The HPQUANTSELECT Procedure

MODEL Statement

  • MODEL dependent=<effects> / <options>;

The MODEL statement names the dependent variable and the explanatory effects, including covariates, main effects, interactions, and nested effects. If you omit the explanatory effects, PROC HPQUANTSELECT fits an intercept-only model.

After the keyword MODEL, the dependent (response) variable is specified, followed by an equal sign. The explanatory effects follow the equal sign. For information about constructing the model effects, see the section Specification and Parameterization of Model Effects of Chapter 4: Shared Statistical Concepts.

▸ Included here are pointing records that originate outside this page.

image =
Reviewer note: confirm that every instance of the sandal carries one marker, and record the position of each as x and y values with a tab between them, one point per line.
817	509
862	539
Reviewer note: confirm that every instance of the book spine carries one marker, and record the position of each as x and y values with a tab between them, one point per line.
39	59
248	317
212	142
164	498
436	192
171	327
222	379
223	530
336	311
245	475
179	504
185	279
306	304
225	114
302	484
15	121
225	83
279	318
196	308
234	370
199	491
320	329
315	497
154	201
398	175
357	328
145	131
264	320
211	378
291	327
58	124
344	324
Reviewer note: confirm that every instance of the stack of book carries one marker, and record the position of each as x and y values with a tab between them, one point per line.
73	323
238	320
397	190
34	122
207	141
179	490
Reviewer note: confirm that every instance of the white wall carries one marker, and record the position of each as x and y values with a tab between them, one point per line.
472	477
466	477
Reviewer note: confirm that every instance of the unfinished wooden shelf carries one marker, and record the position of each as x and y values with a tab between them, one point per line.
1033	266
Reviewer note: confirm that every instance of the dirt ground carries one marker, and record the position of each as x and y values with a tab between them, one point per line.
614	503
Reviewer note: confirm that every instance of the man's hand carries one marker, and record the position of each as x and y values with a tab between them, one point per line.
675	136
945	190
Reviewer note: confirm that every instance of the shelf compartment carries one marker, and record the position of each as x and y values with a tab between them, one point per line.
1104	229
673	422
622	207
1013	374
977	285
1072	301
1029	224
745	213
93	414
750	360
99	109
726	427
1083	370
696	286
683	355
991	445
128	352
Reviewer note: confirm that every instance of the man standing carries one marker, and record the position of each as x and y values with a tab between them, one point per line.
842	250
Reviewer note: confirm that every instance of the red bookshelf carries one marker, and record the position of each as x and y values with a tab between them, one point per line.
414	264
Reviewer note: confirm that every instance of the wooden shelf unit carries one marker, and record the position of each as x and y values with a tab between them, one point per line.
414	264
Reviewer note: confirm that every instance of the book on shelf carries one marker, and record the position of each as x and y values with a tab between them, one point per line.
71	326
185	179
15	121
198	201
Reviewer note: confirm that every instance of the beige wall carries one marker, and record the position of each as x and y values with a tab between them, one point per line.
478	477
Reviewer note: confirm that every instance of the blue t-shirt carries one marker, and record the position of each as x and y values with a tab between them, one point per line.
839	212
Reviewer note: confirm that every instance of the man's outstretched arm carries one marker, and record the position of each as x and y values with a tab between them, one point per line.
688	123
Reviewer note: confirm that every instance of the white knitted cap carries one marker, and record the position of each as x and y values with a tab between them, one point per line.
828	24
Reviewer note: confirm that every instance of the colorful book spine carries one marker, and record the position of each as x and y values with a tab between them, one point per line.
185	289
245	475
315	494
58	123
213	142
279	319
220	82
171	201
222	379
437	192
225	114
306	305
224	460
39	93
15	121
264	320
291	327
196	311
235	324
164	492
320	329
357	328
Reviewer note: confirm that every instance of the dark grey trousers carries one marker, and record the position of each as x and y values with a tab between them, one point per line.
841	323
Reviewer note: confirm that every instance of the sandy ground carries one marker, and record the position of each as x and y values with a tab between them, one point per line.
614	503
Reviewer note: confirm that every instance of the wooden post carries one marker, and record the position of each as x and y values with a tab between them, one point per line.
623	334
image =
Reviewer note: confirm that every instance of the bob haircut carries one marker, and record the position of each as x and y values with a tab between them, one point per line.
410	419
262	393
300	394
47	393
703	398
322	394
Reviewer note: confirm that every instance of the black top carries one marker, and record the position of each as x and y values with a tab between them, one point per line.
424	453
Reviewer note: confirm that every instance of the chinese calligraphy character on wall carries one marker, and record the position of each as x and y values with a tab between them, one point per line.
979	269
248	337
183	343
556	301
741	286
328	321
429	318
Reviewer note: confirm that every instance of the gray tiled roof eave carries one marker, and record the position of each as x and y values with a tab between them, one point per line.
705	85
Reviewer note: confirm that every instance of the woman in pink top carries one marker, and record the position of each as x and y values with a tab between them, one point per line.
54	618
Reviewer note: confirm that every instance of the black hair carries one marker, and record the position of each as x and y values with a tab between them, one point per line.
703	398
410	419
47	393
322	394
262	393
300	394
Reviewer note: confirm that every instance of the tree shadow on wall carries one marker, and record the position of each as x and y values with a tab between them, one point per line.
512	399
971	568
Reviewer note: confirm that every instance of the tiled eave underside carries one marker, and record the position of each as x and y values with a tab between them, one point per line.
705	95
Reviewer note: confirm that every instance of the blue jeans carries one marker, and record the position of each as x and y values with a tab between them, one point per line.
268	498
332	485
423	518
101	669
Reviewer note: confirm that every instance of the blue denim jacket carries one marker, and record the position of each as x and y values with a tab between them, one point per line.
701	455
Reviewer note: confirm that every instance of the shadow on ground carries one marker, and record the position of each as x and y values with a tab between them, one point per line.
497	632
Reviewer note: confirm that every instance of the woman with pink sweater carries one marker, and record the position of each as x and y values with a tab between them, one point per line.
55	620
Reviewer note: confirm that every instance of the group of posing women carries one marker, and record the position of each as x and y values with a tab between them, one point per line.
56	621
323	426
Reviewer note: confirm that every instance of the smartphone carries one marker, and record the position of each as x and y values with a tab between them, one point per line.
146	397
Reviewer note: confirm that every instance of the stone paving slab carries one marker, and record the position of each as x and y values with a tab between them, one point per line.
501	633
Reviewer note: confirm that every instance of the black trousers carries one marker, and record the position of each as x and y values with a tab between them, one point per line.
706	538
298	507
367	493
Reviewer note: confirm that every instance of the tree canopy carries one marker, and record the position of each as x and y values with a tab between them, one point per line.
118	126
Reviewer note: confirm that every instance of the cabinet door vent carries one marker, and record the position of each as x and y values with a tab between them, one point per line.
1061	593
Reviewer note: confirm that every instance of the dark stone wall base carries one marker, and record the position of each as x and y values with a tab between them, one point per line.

You can specify the following options in the MODEL statement after a slash (/):

CLB

requests the $100(1-\alpha )$% upper and lower confidence limits for the parameter estimates. By default, the 95% limits are computed; you can use the ALPHA= option in the PROC HPQUANTSELECT statement to change the $\alpha $ level.

INCLUDE=n
INCLUDE=single-effect
INCLUDE=(effects)

forces effects to be included in all models. If you specify INCLUDE=n, then the first n effects that are listed in the MODEL statement are included in all models. If you specify INCLUDE=single-effect or if you specify a list of effects within parentheses, then the specified effects are forced into all models. The effects that you specify in the INCLUDE= option must be explanatory effects that are defined in the MODEL statement.

NOINT

suppresses the intercept term that is otherwise included in the model.

ORDERSELECT

specifies that, for the selected model, effects be displayed in the order in which they first entered the model. If you do not specify this option, then effects in the selected model are displayed in the order in which they appear in the MODEL statement.

QUANTILES=number-list
QUANTILE=number-list

specifies the quantile levels for the quantile regression. You can specify any number of quantile levels in $(0, 1)$. If you do not specify this option, the HPQUANTSELECT procedure performs median regression effect selection that corresponds to QUANTILE=0.5.

SPARSITY(<BF | HS> <IID>)

specifies the suboptions for estimating the sparsity function. You can specify the Bofinger method by using the BF suboption or the Hall-Sheather method by using the HS suboption. By default, the Hall-Sheather method is used. You can also specify the IID suboption to assume that the quantile regression errors satisfy the independently and identically distributed (iid) assumption. Let $f_ i$ and $F_ i$, respectively, denote the probability density function and the cumulative distribution function of the ith error for $i=1,\ldots ,n$. The iid assumption means that there exist f and $F$ such that $f=f_1=\cdots =f_ n$ and $F=F_1=\cdots =F_ n$. If you specify the IID option, the covariance matrix of the parameter estimates, $\omega ^2(\tau ,F)(\mb{X}’\mb{X})^{-}$, is adopted for computing the confidence limits and the Wald statistics, where $\omega ^2(\tau ,F)=\tau (1-\tau )/f^2(F^{-1}(\tau ))$. By default, the covariance matrix of the parameter estimates is non-iid and takes the sandwich form: $n^{-2}\tau (1-\tau )\mb{H}^{-}_ n(\mb{X}’\mb{X})\mb{H}^{-}_ n,$ where $\mb{H}_ n=n^{-1}\sum _{i=1}^ n f_ i(F^{-1}_ i(\tau ))\mb{x}_ i\mb{x}’_ i.$ For more information, see the section Details: HPQUANTSELECT Procedure.

START=n
START=single-effect
START=(effects)

begins the effect-selection process in the forward and stepwise selection methods from the initial model that you designate. If you specify START=n, then the starting model consists of the first n effects listed in the MODEL statement. If you specify START=single-effect or if you specify a list of effects within parentheses, then the starting model consists of these specified effects. The effects that you specify in the START= option must be explanatory effects defined in the MODEL statement. The START= option is not available when you specify METHOD=BACKWARD in the SELECTION statement.

STB

produces standardized regression coefficients. A standardized regression coefficient is computed by dividing a parameter estimate by the ratio of the sample standard deviation of the dependent variable to the sample standard deviation of the regressor.

TOL

produces tolerance values for the estimates. Tolerance for a parameter is defined as $1-R^2$, where $R^2$ is obtained from the ordinary least squares regression of the parameter on all other parameters in the model.

VIF

produces variance inflation factors in the parameter estimates table. Variance inflation is the reciprocal of tolerance.